Plan for £2m Lincolnshire caravan park to house foreign farm workers

  • Published
Vehicles harvesting cropsImage source, T H Clements
Image caption,

The proposed caravan site would be near the village of Bennington in Lincolnshire

A Lincolnshire food producer is planning to spend £2m building a caravan park, sports pitch and games area for overseas farm workers.

The site near the village of Bennington could house around 200 seasonal labourers from Kazakhstan and Pakistan.

It is being proposed by T H Clements which supplies vegetables to major UK supermarkets.

The firm's managing director Chris Gedney said the use of foreign workers was vital for the UK's food production.

He said that UK workers did not apply to work in the fields.

"We've had crops wasted because of lack of labour," Mr Gedney said.

"So food security has to be a consideration.

"We'll give them the leisure facilities so that basically they will want to be here and they won't want to be anywhere else".

The proposed site would have 60 luxury caravans, an indoor games area and a communal sports field.

An application has been submitted to Boston Borough Council.

Some neighbours have objected, citing pressure on roads, doctors' surgeries and drainage.
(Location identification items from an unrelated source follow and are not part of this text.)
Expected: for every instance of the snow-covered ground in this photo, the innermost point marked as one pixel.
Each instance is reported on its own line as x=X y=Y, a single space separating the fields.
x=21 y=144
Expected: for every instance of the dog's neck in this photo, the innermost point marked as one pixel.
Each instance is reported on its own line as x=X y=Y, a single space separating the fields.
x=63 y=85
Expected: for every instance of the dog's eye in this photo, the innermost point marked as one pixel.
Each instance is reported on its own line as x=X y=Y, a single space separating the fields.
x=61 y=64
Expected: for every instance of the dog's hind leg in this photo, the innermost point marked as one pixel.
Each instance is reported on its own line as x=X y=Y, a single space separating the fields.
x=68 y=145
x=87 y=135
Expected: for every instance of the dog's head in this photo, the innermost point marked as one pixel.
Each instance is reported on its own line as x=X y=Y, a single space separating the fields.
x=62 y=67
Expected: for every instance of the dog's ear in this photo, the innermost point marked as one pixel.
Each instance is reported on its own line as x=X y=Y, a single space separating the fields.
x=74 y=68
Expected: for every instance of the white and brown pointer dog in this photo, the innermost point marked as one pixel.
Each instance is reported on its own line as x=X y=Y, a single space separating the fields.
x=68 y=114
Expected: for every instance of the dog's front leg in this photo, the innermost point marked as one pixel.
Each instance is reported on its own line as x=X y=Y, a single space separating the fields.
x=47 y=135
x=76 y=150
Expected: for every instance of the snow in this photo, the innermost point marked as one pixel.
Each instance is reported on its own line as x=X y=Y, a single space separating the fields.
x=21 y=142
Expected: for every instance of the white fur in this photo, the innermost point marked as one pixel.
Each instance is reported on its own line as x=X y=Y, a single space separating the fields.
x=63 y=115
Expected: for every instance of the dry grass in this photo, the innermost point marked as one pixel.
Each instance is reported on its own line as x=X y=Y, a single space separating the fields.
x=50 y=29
Image source, T H Clements
Image caption,

The Nation Farmers' Union said only 11% of seasonal workers were UK residents

Food producers have said they found it difficult to attract British pickers to rural areas, despite offering increased wages.

In 2021, the Nation Farmers' Union said only 11% of seasonal workers were UK residents.

Analysis by Linsey Smith, rural affairs correspondent

Ice creams vans on a hot day, staff social nights and free lunches. Farmers have pulled out all of the stops to tempt a dwindling pool of seasonal agricultural workers to work for them.

Every time we cover their struggle for staff, we hear the same retort: why don't farmers offer these jobs to Brits?

They do. The problem is, British people typically don't want them. It's unfair to label British people as lazy: the situation is more complex.

Most people need a permanent job to secure a mortgage or pay rent and bills. Those commitments are impossible if you are only working six months a year when crops are ready.

Unemployment is also low meaning jobseekers have choice and these are physical, tiring, dirty jobs that start early and finish late.

As one farmer told me, it would be infinitely easier to employ Brits as he wouldn't have to pay translators or welfare officers to safeguard the travelling young people from exploitation.

Farmers are pinning their hopes on one thing to rescue them, robotics. For decades they've been told "it's another five years away". Until the robots move in, the seasonal workers are here to stay.

Justin Emery who runs an agricultural workers recruitment agency said employers were offering all kinds of facilities to attract foreign workers.

"We've got clients who have an onsite nightclub, an all-weather basketball pitch, indoor football," he said.

"The farms put a lot of effort making sure those workers have a good experience, because without the seasonal workers in the UK we wouldn't have food on our shelves."